幸い部屋は片付いておりますのでお通ししましたが……
「キーちゃん寝室どこ?」
「リビングにてお待ちください」
「えーじゃあお風呂は?」
「リビングにてお待ちください」
「トイレならいいよね?」
「リビングにてお待ちください」
「今躱してもまた来るから無駄だよ?」
「近々引っ越す予定がございますのでご安心ください」
玄関からリビングへ続く狭い廊下には猫ローブが広がって落ちていました。
私がお茶の用意をしている間に部屋を漁ろうとするのを、なんとか口頭で止めます。
「あっちが寝室?」
「お待たせしました。お茶をお持ち致しましたので、そちらのソファへお掛けになってください」
ドアノブに手をかけた状態で阻止することに成功しました。
ちなみにその部屋は書斎です。
私はお茶と小さなお菓子を配膳した後、騎士様の上着を受け取りビャンコ様のローブ拾い、玄関の衣類スタンドに二人の上着を掛けました。
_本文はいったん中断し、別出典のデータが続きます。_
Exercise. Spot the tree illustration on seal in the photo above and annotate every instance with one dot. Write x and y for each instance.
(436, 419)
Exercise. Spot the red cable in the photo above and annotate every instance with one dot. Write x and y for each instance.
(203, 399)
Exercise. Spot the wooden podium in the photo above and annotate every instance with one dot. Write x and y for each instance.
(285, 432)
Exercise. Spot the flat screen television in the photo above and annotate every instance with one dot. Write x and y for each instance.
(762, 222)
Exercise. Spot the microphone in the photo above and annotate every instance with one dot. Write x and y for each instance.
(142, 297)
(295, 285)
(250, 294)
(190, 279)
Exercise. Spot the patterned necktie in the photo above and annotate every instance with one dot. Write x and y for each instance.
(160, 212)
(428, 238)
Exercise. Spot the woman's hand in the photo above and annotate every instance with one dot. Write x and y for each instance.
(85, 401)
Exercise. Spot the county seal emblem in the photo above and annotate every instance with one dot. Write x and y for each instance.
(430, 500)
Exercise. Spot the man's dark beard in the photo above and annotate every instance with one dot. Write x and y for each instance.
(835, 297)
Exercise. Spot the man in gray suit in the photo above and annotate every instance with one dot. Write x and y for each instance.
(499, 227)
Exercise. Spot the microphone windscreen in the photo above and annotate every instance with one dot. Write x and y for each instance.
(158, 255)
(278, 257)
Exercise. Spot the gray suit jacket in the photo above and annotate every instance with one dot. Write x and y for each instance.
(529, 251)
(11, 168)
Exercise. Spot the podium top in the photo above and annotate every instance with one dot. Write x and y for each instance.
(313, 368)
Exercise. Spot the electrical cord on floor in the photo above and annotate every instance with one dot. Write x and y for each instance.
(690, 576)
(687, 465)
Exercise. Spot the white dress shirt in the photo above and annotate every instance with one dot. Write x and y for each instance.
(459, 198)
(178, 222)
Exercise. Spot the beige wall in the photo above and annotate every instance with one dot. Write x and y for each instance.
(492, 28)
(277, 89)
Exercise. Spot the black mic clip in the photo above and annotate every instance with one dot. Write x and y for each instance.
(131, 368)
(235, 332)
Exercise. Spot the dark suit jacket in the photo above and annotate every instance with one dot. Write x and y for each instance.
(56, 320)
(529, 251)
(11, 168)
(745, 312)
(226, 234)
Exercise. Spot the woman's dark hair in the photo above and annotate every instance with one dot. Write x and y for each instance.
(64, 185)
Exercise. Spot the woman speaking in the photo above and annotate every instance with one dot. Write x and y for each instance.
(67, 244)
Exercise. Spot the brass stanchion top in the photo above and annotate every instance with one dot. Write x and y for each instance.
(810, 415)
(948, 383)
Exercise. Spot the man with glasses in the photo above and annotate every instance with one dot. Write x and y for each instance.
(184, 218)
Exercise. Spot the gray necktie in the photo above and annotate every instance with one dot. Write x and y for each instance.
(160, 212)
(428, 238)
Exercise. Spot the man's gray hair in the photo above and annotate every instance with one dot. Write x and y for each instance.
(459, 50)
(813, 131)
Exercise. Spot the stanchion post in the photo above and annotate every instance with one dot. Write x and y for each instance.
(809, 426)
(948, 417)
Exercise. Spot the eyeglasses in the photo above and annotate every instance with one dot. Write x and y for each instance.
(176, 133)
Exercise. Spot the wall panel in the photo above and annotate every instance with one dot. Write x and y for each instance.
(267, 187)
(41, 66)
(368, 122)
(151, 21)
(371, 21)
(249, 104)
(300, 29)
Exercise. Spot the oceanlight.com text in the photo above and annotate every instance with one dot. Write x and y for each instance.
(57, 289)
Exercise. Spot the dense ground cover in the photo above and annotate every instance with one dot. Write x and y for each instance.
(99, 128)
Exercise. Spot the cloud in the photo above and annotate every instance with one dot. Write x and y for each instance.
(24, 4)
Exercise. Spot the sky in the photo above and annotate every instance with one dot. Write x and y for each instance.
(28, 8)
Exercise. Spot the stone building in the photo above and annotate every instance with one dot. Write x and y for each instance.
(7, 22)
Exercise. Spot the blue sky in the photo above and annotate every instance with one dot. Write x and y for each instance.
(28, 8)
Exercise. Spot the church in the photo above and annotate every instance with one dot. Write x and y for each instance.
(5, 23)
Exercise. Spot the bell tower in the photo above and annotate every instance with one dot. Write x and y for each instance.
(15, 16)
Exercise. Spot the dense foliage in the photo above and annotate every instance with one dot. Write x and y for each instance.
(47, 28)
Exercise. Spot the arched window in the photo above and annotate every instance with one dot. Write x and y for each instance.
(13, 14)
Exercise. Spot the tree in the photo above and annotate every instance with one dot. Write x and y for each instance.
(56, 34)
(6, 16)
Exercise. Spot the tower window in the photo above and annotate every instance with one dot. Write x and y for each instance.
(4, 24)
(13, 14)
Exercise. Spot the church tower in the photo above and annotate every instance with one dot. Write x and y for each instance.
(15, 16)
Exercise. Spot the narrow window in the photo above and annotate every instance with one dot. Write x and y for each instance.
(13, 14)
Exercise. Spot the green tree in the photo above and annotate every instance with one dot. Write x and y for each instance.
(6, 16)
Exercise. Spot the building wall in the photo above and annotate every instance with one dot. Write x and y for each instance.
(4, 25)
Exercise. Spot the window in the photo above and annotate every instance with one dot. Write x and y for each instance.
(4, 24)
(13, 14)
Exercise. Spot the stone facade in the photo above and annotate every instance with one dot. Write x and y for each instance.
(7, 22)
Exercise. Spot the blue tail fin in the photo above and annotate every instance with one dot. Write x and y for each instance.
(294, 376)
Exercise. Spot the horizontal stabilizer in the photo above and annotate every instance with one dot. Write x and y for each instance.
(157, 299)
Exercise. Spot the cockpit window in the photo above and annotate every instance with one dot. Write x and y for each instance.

リビングに戻ると二人は私が出した紅茶を召し上がっていました。
何かされた様子も無い事に安心し、テーブルの横にある椅子へ腰掛けました。
「突然の訪問申し訳ない、私はネストレ・アドルナート、オランディ王の下で騎士をしている」
「ご丁寧な自己紹介ありがとうございます、お会いできて光栄です」
「久しぶりだねキーノス。今日はいきなり来たりして悪かったね」
綺麗に自己紹介してますが、ニヤけた口元と脱ぎ捨てられたローブがあらゆるものを台無しにしております。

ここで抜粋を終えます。